Main tool: KRAKEN2
This kraken2 docker image does NOT include a kraken2 database, it only contains the kraken2 program and dependencies.
The user will need to mount/bind a directory from their host machine that contains kraken2 database files (hash.k2d, opts.k2d, taxo.k2d) to a directory in the container. /kraken2-db exists inside the docker image for this purpose, but feel free to use another location.
# download the docker image
$ docker pull staphb/kraken2:2.0.9-beta-no-db
# directory containing kraken2 db files (in $PWD)
$ ls minikraken2_v2_8GB_201904_UPDATE/
database100mers.kmer_distrib database150mers.kmer_distrib database200mers.kmer_distrib hash.k2d opts.k2d taxo.k2d
# fastq files in my $PWD
$ ls
minikraken2_v2_8GB_201904_UPDATE/ SRR500494_1.fastq.gz SRR500494_2.fastq.gz
# run kraken2 via docker, mount $PWD to /data in the container, and mount my local kraken2 db to /kraken2-db inside the container
# super long oneliner broken into multiple lines for readability
$ docker run --rm -u $(id -g):$(id -g) \
-v $PWD:/data \
-v $PWD/minikraken2_v2_8GB_201904_UPDATE:/kraken2-db \
staphb/kraken2:2.0.9-beta-no-db \
kraken2 --db /kraken2-db --threads 16 --output /data/kraken2.output --report /data/kraken2.report --paired /data/SRR500494_1.fastq.gz /data/SRR500494_2.fastq.gz
# OUTPUT:
Loading database information... done.
558374 sequences (168.63 Mbp) processed in 5.035s (6654.4 Kseq/m, 2009.64 Mbp/m).

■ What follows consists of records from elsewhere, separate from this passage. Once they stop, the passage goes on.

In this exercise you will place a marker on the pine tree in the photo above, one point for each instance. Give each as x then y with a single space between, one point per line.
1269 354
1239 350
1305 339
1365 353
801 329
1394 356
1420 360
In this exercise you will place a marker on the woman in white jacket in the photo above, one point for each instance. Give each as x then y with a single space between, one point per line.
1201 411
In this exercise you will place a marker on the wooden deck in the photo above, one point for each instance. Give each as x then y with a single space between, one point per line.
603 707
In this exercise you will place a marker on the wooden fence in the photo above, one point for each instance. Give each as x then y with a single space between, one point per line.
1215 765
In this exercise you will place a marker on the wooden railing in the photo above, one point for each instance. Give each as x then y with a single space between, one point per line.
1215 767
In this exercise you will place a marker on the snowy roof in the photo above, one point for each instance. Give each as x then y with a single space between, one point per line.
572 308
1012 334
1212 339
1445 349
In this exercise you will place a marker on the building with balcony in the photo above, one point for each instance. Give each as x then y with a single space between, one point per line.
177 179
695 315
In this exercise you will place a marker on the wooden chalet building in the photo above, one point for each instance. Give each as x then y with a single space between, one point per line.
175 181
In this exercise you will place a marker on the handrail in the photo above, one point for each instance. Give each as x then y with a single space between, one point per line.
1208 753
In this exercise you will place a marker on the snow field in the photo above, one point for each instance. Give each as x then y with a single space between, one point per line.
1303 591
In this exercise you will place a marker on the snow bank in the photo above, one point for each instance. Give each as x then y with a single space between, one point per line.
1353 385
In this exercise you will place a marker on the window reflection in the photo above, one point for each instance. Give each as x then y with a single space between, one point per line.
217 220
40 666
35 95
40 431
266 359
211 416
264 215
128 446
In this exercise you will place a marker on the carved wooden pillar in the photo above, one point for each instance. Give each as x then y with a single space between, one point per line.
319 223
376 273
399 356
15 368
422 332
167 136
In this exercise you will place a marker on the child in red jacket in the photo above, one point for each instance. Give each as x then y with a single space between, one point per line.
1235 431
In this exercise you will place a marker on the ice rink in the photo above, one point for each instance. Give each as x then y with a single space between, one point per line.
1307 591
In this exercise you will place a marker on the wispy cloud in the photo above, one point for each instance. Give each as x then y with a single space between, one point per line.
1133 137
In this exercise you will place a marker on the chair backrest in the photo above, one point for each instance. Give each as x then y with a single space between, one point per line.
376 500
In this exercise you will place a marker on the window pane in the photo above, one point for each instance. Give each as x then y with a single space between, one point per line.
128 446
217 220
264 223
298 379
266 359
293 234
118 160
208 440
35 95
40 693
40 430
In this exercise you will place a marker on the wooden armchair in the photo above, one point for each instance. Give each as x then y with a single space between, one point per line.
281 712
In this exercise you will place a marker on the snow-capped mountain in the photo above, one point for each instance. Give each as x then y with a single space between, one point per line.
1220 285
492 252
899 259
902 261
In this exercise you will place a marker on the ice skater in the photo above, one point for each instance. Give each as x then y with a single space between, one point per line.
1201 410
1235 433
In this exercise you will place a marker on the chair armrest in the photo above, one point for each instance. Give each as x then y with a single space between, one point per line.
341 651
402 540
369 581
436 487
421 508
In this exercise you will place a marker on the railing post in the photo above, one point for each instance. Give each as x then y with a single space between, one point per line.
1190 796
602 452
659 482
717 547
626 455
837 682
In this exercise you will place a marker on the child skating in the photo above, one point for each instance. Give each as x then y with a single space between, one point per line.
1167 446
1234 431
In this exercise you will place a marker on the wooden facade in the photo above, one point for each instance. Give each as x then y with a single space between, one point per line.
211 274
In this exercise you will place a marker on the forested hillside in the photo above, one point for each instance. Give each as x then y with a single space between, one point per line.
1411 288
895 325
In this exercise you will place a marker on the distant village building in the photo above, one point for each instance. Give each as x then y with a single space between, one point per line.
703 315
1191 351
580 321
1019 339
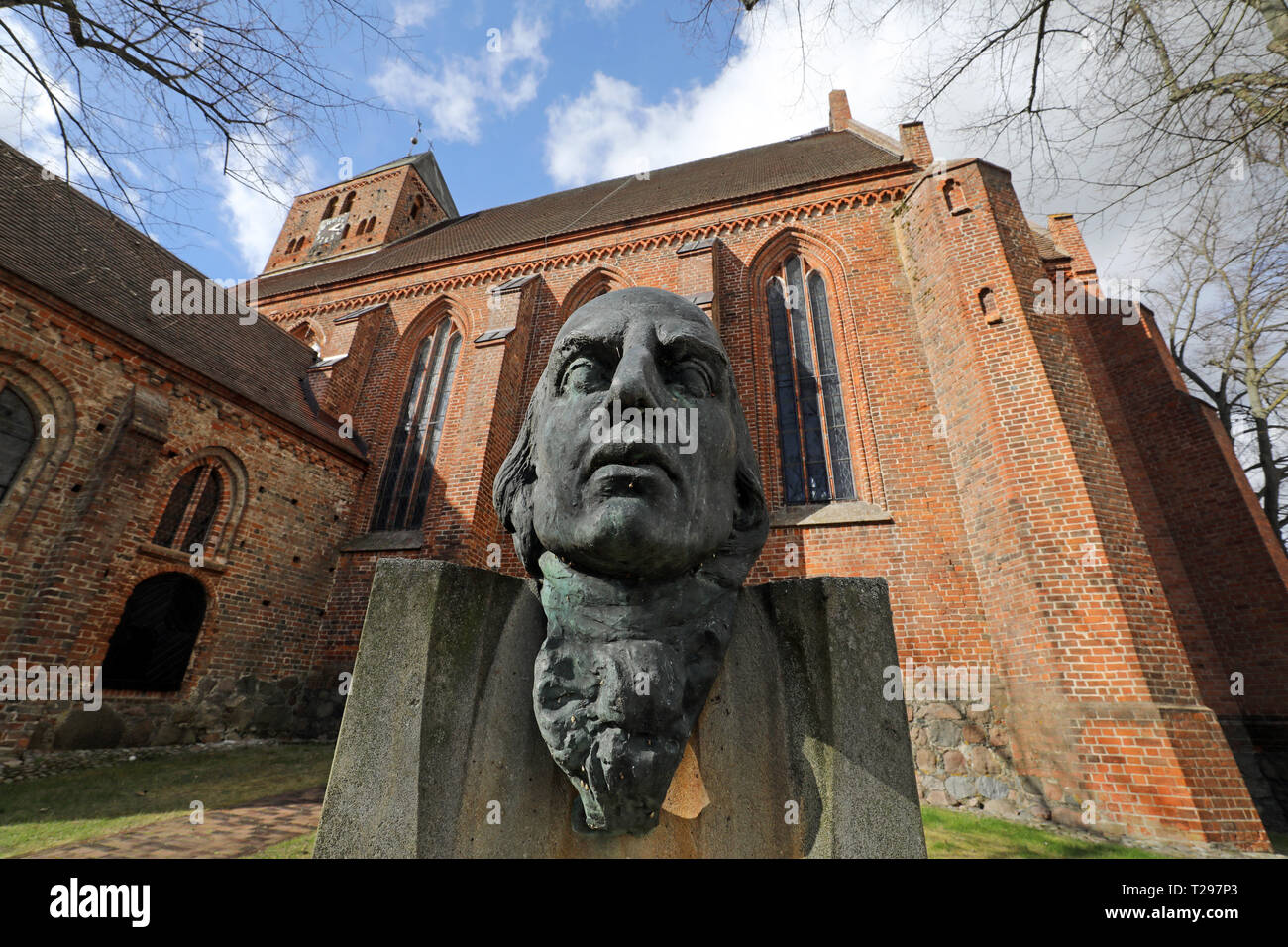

555247 sequences classified (99.44%)
3127 sequences unclassified (0.56%)
# SUCCESS!
# After kraken2 finishes running, and the container exits,
# output files will be in your PWD if you correctly specify the PATHs and mounted them proprely like the above example
$ head kraken2.report
0.56 3127 3127 U 0 unclassified
99.44 555247 151 R 1 root
99.41 555092 1 R1 131567 cellular organisms
99.41 555089 133 D 2 Bacteria
99.39 554954 70 P 1224 Proteobacteria
99.37 554876 441 C 1236 Gammaproteobacteria
99.29 554412 3364 O 91347 Enterobacterales
98.67 550969 8633 F 543 Enterobacteriaceae
97.06 541941 6277 G 590 Salmonella
95.92 535616 479206 S 28901 Salmonella enterica# download the docker image via singularity, convert to singularity image format
$ singularity build kraken2.2.0.9-beta-no-db.sif docker://staphb/kraken2:2.0.9-beta-no-db
# directory containing kraken2 db files
$ ls minikraken2_v2_8GB_201904_UPDATE/
database100mers.kmer_distrib database150mers.kmer_distrib database200mers.kmer_distrib hash.k2d opts.k2d taxo.k2d
# fastq files in my $PWD
$ ls
minikraken2_v2_8GB_201904_UPDATE/ SRR500494_1.fastq.gz SRR500494_2.fastq.gz
# run kraken2 via singularity, mount $PWD to /data in the container, and mount my local kraken2 db to /kraken2-db inside the container
# super long oneliner broken into multiple lines for readability
$ singularity exec --no-home \
-B $PWD:/data \
-B $PWD/minikraken2_v2_8GB_201904_UPDATE:/kraken2-db \
kraken2.2.0.9-beta-no-db.sif \
kraken2 --db /kraken2-db --threads 16 --output /data/kraken2.output --report /data/kraken2.report --paired /data/SRR500494_1.fastq.gz /data/SRR500494_2.fastq.gz
# OUTPUT:
Loading database information... done.
558374 sequences (168.63 Mbp) processed in 4.553s (7357.8 Kseq/m, 2222.06 Mbp/m).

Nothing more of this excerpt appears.